The last time Hackerfall tried to access this page, it returned a not found error. A cached version of the page is below, or click here to continue anyway

An Introduction to Kolmogorov Complexity | Theory

Over the years I've used many various ways to analyze the complexity of software. Some of these have involved analyzing the isolated complexity of discrete constructs (method cohesion, internal/external class coupling, module connascence); to uniform complexity and cognitive overhead (branchable logic/cyclomatic complexity, Halstead complexity); and finally, the highly subjective analysis of the impedence mismatch between the business problem domain and the implemented solution domain (e.g. the business fundamentally only understands the values 1 and 2, but the implementation handles all 32-bit signed integers and has code handling special cases arising from 13, 46, and -25738459).

One complexity measurement that's fascinated me over the years is Kolmogorov complexity, or the measurement of the entropy of an algorithm. The measurement is based on the character count of the implementation - the idea being that between two extrinsically identical[1] algorithms, the one that can be expressed - or implemented, as it were - with less characters is fundamantally simpler in the context of the problem domain.

To better understand this, consider a simple program which prints "My name is George and my age is 31" to stdout. In Ruby (and many other languages that don't require a lot of ceremony in order to support execution), this is a one-liner:

puts 'My name is George and my age is 31'  

The character count of this program's source code is 41, and while you could theoretically remove the space between puts and the start of the string, it's about as short as you can get in ruby.

Let's look at the same program in Python:

print 'My name is George and my age is 31'  

The source code of this program consists of 42 characters - so is the Ruby program simpler than the Python program?[2] Clearly the answer is no - which is where the formal description of "complexity" comes in (taken from the wikipedia page on Kolmogorov complexity):

More formally, the complexity [...] is the length of the shortest possible description [...] in some fixed universal description language

Ah, so when we compare disparate programming languages, we need to use a universal description language to reconcile differences in semantics. Without getting too bogged down here in the discrete implications of a unifying language, let's assume at the very least that this "universal description language" will consider the printing function to be a single additive constant and that it subsumes both print and puts. In this context, the programs are equally complex. Indeed, even in the face of a language that implicitly prints a supplied string to stdout, the lack of explicit function execution still doesn't realistically decrease the complexity of the program, since the printing operation is still mechanically present, albeit implied (in fact, in some ways it could be argued that this would even make the implicit print more complex, since it's another thing to remember on top of what the source code does - but let's not focus too much on this).

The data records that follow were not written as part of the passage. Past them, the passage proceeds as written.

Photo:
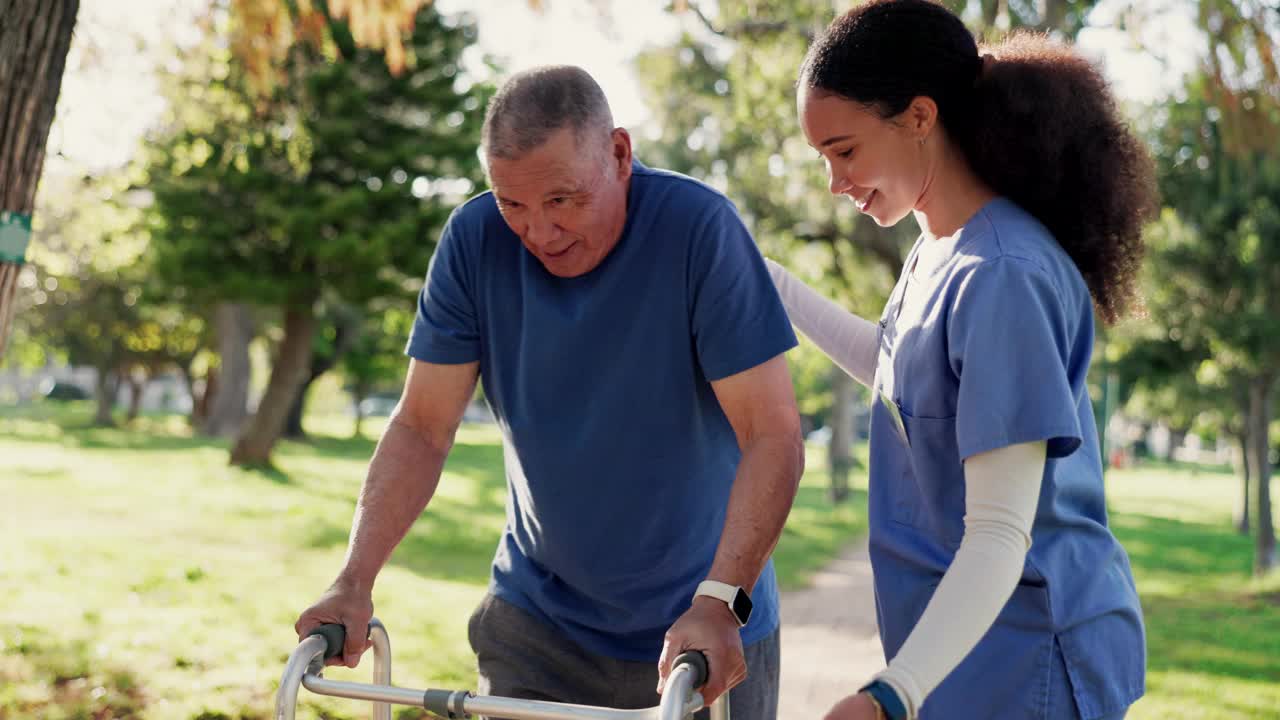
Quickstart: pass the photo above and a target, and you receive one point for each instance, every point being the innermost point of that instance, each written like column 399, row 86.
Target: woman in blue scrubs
column 1001, row 592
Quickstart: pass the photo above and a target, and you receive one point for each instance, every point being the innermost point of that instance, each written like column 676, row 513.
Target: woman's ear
column 920, row 115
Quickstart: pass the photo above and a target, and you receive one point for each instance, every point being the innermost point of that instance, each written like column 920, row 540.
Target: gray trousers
column 524, row 657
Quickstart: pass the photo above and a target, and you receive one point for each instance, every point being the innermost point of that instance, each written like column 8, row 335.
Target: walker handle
column 699, row 666
column 334, row 637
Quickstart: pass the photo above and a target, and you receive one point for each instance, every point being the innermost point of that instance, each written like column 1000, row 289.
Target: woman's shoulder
column 1004, row 233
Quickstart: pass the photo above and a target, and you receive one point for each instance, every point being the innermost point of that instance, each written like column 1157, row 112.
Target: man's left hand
column 709, row 627
column 854, row 707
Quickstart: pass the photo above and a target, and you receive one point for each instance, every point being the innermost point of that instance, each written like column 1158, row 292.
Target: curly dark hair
column 1036, row 121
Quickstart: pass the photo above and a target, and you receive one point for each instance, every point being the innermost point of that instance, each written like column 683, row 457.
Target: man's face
column 567, row 197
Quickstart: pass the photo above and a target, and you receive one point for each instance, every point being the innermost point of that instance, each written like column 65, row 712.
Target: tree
column 91, row 297
column 1221, row 244
column 339, row 188
column 376, row 356
column 725, row 103
column 35, row 36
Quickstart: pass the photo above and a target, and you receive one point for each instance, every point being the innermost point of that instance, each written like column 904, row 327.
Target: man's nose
column 839, row 183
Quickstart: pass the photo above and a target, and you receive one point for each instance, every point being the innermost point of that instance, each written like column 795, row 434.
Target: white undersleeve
column 1001, row 492
column 846, row 338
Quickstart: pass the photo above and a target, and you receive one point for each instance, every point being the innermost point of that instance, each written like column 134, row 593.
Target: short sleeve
column 1009, row 338
column 736, row 315
column 446, row 331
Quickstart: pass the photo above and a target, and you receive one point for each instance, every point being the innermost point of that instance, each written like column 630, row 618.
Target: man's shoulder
column 671, row 191
column 476, row 212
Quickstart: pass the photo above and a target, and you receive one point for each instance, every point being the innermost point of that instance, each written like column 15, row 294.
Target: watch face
column 741, row 606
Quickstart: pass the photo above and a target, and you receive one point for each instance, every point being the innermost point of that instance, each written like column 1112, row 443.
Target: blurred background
column 232, row 208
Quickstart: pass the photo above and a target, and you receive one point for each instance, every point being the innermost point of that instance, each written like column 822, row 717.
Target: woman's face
column 878, row 163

Now let's imagine we wanted to print the following to standard out, newlines included:

My name is George and my age is 31.  
My name is Bethany and my age is 27.  
My name is Gertrude and my age is 44.  

A naive engineer might implement this the same way as before (examples from here on out in Ruby):

puts 'My name is George and my age is 31.'  
puts 'My name is Bethany and my age is 27.'  
puts 'My name is Gertrude and my age is 44.'  

Assuming a triple invocation of some universal additive constant value representing puts - let's just call it 4 to simplify further source code calculations (so 12 in total) - combined with the respective quote-inclusive lengths of the strings (37, 38, and 39), the total complexity of this implementation might have a score of 126.

However, any diligent engineer will likely have immediately identified a blatant opportunity to shorten this implementation. It's clear that while names and ages are unique, the rest of the text is duplicated. We could therefore refactor this into:

[['George', 31], ['Bethany', 27], ['Gertrude', 44]].each { 
  |name, age| puts "My name is #{name} and my age is #{age}."

Including whitespace, this program's source has a score of 120, and would therefore be considered less complex. What do you think? Does this program seem less complex? While one might argue that understanding this program's source code requires a deeper (albeit modestly so) understanding of the language used for implementation than the first example, a developer familiar with Ruby would likely prefer the second implementation.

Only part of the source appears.